The Internet has become a forum for scholarship since the 2000s. Since that time, there has been a growing emphasis upon the idea of “public history”. This means historians are encouraged to engage with society as much as possible through non-academic means, principally the media. Scholars are expected to engage in “outreach” activities in much the same way as libraries, archives and museums are expected to increase their number of visitors by enhancing their visibility and profile in the business world. Everyone, as well as everything, is now expected to have a saleable public profile, even if it is just a ‘facebook selfie’. This would seem to be a good idea in that it seems to emphasise that all individuals should seek to contribute to and serve society as much as possible. But does it represent a more longstanding historical trend?
It has often been suggested that a reaction against “ivory tower” thinking has been a prevalent feature of European life ever since an emphasis on the idea of ‘globalisation’ developed in the wake of the Second World War. One might say that a visual representation of this trend was Hugh Honour and John Fleming’s A World History of Art (1981), which had an equal emphasis upon every corner of the globe and no distinctions made between supposedly primitive and more sophisticated means of expression. A literary representation might be Australian author John Carey’s The intellectuals and the masses: pride and prejudice among the literary intelligentsia 1880-1939 (1992). As the book’s blurb noted, Carey saw himself as ‘exposing the revulsion from common humanity’ that had been a feature of the thinking of most ‘canonized writers’ of the early twentieth-century, most of whom were European rather than Americans or, indeed, Australians, and despised popular means of expression such as journalism or cinema. A desire to emphasis the equality of different mediums for human expression has evidently led to a re-evaluation of the written word. For instance, if film as a medium has more popular appeal than a book one could argue that this does mean that film is of any less value as a medium for communication. If anything, it may have a more direct and powerful impact upon its audience.

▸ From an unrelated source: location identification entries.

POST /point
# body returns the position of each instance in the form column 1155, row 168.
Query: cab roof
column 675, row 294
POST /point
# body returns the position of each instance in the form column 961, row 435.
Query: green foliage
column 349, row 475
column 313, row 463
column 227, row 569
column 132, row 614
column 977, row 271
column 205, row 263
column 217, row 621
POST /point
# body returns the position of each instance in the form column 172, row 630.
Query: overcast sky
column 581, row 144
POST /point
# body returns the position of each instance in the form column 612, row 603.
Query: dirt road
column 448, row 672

If this is also the purpose of the “outreach” activities of “public history”, however, then one might wonder whether or not some mediums for communication have indirectly become undervalued.
Shortly before I first embarked on nineteenth-century historical research during the late 1990s, it seemed like many historians overreacted to Neil Jordan’s film Michael Collins (1996). Conferences and publications were suddenly launched that seemed to revolve around that film, rather than historical research being done. Twenty years later, it seems that many Irish historians are still fascinated with this film as well as Ken Loach’s The Wind That Shakes The Barley (2006) as if cinematic representations are a very important manner indeed. As a determined young researcher, I judged that it was better not to see these films at all, or else to forget them as soon as they were seen, as they were not works of historical research. But was this a fair assessment?

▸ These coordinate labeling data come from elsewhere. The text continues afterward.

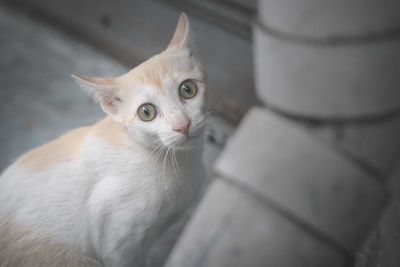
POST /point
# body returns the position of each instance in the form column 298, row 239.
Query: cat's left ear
column 103, row 90
column 181, row 38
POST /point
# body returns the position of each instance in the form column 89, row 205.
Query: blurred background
column 306, row 93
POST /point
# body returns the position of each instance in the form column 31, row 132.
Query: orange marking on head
column 63, row 149
column 111, row 132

During the 1990s, various films seem to have made an impact upon historical thinking in their host countries as much as some films did within Ireland. For instance, The Lady and The Duke (1994), a French film by Eric Rohmer (perhaps the most notable Catholic cinematic artist of the last century, who initially studied to be a historian), apparently stimulated a big controversy in France after it was denounced in some quarters as ‘royalist propaganda’ that sought to undermine the ideals of the (two centuries old) French Revolution. Around the same time, the internationally released Russian film Burnt by the Sun (1994) was interpreted by many in Russia as having shown how the ideals of the Russian Revolution became misrepresented and undermined over time, as the old aristocratic and internationalist ‘white’ element gradually clawed its way back into the army, leading to purge of the ‘red’ republican element, as a result of Stalin’s regime. This film, with its patriotic overtones, was also well received in America and it is, I believe, still considered in Russia as an equally persuasive account of how the fates of chance can affect the Russian nation as Soviet films such as The Mother (1926) had been considered in their own day.

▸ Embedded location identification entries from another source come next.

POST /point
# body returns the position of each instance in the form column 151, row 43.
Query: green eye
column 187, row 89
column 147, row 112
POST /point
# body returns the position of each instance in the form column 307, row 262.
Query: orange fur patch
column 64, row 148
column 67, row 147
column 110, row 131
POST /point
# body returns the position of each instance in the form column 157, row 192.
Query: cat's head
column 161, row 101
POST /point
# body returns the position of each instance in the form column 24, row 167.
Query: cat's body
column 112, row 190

If there is no more persuasive media than cinema, what does this mean for the outreach activities of the historian? Can a lifetime of scholarship compete with a persuasive five-minute long cinematic dramatisation within a film? The answer to this question would seem to be ‘no’. Does this mean that “public historians” should aspire to be filmmakers rather than teachers? Should youtube videos be considered a new form of online colleges?
If the fate of scholarship is that it is to be largely ignored, this could be considered as nothing particularly new. During the nineteenth century, many considered that the communal singing of a political ballad was a more potent and persuasive means of communication than the publication of a book. This is hardly surprising, as book reading and writing is a solitary pursuit while communal singing is the opposite. As such, the growing emphasis on “public history” may not actually be particularly novel at all. Perhaps it is simply a question of “the more things seem to change, the more they actually stay the same”.